How Hard It Is To Be An Unattractive Woman

9. I cringe when attractive girls complain about their looks

Or even average looking girls, do you know how shitty it is to look the way that I look? To never get respect just because people are turned off by me physically? Do you know what it feels like to actually put in effort and still look ugly? That's how bad it is looking the way that I look.

10. No matter how successful or good I am at something, others have to point out my appearance

I already know I'm not good looking, what's the point of reminding me I'm ugly? I can't tell you how many times someone has pointed out my appearance or tried to make it seem like my achievements were nothing. It's like no matter who I'll become, people will always have a say in how I look. And believe me this happens to women more often than men, though it still happens to men a lot too.

11. Men can have status, women can't win if they're not attractive

I've mentioned this above but what I mean about this is that no matter how short you are as a man, how ugly, how small your 'package' is, whatever else insecurities men get, believe me if you have confidence, money or anything that signals high status, you can not only find a woman but a really good looking woman too. And I know it sounds like you won't ever be happy, but at least you'll get to experience being with someone, unlike me, someone so unattractive no one will ever like no matter what I do. And if you're a guy with an average to really attractive looking body, you'll still find a girl. And you can go the gym and work super hard to gain muscles and you'll look way better than before if you have an average body. But if you're a woman, you can't just go the gym and get an ass. Believe me, I've worked out so hard and yet it didn't work. We are limited by our bone structure and getting a hot bod isn't as easy as it may be for some men.

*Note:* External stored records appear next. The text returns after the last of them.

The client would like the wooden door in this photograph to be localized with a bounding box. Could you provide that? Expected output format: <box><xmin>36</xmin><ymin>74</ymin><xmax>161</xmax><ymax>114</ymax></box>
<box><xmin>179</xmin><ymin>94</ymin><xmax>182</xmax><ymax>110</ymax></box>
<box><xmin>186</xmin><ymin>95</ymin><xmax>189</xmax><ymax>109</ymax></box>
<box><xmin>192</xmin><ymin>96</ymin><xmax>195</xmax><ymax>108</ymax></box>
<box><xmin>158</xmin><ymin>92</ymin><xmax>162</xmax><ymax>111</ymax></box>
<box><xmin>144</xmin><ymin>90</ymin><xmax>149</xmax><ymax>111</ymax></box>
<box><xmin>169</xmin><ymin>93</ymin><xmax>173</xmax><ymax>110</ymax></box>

How Hard It Is To Be An Unattractive Woman
I honestly sometimes wish I was a man. Everything would've been easy and at least people would have overlooked my unattractiveness and focused on something else that's positive in me (my fondness for science and majoring in a certain scientific field and respecting me for actually having a passion instead of commenting on my unfortunate looks). And yes, this take is a little bit out of self pity, but I don't want others to pity me. I actually sometimes want others to validate my insecurities for me because I know that way I'll be excusing my failures of attracting someone or ending up alone or not getting plastic surgery or trying to fix something about my looks.

But I know I can't do anything. My parents gave birth to me and I turned out to look the way that I look. I sometimes even blame my parents for bringing me to this world but I'm an adult now and I'm stuck here so I have to do something about it I guess? Looks are superficial, but sadly humans won't change and attractive people will always have the upper hand in life. I'm not saying it's always easy for them, I'm just saying that others will like them better and look up to them. They'll get to procreate with other attractive people and they'll get attention. I wish I got male attention even once before in my life, but I never have and never will, sadly. I envy others for that too.